Orville A. Slutzky, age 96, the beloved co-founder of Hunter Mountain, passed away peacefully on April 18, 2013, in the company of loved ones. Orville was born in Hunter on February 13, 1917 and raised on his parents’ farm in Jewett, N.Y. The son of the late Isaac and Ella (Miller) Slutzky, he is survived by three children (Carol Slutzky-Tenerowicz, Paul Slutzky and Gary Slutzky), in addition to numerous grandchildren and great-grandchildren.
In September of 1939, along with his late brother Izzy, he started the I. & O. A. Slutzky Construction Company. In July 1942, he was married to Ethel Phillips. They shared 67 years together, until her passing on January 3, 2010. They were apart from each other for a time when Orville served as a U.S. Army First Sergeant during World War II.
In 1958, Orville and Izzy let it be known through an article in the New York Herald Tribune that they would donate land that they owned with the stipulation that it would be transformed into a ski resort. This was done in an effort to aid in the economic growth of the area surrounding the Village of Hunter. The only stipulations were that the ski resort had to be called Hunter Mountain Ski Bowl and that it had to have snowmaking. Hunter Mountain Development Corp. was founded and subsequently financed by New York City theater investors. The Slutzky brothers’ crews sculpted the slopes and installed a double chair lift. Hunter Mountain opened to skiers on January 9, 1960. After two brief ski seasons, few paying guests, and mounting losses, the Hunter Mountain Development Corporation declared bankruptcy. However, theSlutzky brothers were not deterred. During the 1961-62 ski season, Orville and Izzy took over control of the ski area. Orville assumed his position as General Manager of the day-to-day operation of Hunter Mountain Ski Bowl, where he remained for half a century until his retirement.

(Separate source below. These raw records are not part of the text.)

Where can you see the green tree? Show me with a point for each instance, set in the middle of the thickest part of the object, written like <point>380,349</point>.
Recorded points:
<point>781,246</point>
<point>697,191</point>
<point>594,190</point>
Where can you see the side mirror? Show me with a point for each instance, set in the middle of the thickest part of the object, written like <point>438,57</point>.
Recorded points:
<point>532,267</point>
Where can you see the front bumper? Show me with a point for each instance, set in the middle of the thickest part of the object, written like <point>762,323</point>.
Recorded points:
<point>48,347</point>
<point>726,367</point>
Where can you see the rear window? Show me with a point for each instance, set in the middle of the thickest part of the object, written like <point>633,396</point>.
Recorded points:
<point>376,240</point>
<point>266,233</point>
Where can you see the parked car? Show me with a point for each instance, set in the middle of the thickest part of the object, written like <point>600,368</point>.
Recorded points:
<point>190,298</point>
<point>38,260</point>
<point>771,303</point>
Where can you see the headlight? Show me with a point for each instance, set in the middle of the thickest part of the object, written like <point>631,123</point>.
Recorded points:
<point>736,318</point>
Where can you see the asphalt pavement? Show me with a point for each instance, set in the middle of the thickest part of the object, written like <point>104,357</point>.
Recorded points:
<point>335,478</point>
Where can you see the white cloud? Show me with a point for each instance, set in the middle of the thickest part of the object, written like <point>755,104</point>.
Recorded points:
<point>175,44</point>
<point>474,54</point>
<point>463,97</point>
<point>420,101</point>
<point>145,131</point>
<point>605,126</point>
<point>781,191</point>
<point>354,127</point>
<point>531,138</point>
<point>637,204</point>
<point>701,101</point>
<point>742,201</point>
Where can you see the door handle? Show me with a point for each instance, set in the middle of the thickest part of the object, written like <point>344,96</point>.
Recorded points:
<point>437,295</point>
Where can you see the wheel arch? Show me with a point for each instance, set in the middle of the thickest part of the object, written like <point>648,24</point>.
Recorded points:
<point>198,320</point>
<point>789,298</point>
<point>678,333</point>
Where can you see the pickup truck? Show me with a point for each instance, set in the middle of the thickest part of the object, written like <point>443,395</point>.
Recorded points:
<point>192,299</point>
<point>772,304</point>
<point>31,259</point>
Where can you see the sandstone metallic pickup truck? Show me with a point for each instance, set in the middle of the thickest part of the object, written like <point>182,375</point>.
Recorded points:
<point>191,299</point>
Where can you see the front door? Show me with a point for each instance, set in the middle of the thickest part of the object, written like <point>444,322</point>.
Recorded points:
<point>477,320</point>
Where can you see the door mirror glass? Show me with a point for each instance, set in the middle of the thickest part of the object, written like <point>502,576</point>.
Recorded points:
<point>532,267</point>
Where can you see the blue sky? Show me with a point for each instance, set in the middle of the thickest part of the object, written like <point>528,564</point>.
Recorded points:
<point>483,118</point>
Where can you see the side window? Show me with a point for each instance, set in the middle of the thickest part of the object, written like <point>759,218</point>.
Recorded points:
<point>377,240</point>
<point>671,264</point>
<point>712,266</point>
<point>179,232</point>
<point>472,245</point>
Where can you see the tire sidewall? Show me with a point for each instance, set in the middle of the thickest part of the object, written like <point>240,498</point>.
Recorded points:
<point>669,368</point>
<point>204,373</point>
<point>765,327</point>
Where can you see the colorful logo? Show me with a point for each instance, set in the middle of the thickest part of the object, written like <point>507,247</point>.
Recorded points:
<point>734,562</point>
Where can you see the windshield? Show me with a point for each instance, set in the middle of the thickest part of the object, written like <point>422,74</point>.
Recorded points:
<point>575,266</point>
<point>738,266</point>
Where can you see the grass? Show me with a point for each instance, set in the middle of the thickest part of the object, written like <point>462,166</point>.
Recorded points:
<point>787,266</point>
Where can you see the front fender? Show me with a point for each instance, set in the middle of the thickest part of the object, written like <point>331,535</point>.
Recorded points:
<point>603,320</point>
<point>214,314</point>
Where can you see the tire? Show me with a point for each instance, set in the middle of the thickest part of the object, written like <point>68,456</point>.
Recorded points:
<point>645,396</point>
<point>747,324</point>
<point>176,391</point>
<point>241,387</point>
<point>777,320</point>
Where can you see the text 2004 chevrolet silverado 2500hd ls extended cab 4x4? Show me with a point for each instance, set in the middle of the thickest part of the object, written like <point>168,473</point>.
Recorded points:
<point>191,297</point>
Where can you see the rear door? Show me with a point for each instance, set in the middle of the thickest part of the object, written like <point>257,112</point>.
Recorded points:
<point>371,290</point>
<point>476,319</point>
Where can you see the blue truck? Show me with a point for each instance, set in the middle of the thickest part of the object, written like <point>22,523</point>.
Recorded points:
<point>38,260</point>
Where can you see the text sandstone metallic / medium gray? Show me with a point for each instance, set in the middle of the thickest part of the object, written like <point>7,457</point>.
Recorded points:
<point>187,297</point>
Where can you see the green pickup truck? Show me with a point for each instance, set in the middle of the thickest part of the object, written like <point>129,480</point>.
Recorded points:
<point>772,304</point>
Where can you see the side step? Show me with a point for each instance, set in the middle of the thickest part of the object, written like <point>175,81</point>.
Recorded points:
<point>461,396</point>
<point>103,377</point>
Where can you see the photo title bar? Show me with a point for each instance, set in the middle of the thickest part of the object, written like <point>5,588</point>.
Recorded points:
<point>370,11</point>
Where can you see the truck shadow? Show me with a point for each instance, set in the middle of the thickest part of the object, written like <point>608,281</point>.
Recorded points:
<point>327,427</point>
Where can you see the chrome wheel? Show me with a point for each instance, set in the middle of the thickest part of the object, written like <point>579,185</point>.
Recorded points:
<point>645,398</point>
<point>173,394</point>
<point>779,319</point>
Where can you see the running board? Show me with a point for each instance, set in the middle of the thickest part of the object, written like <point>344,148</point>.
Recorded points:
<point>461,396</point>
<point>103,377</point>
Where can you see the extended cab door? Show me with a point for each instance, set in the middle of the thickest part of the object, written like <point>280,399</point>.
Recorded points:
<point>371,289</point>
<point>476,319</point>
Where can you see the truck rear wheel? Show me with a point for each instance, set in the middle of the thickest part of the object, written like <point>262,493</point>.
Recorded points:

In the community, Orville was a philanthropist who funded many community projects and helped countless people, often anonymously. At work, he was tireless and a treasured employer, working 12 to 14 hour days, seven days a week, year-round. Orville believed that “you’ve got to keep your mind and body busy or the ghosts will carry you away.” Even after he stepped away from the helm, his indomitable presence can still be felt at Hunter Mountain. In 2007, Orville and his brother Izzy were honored with NSAA’s Lifetime Achievement Award for their extraordinary commitment to the ski industry.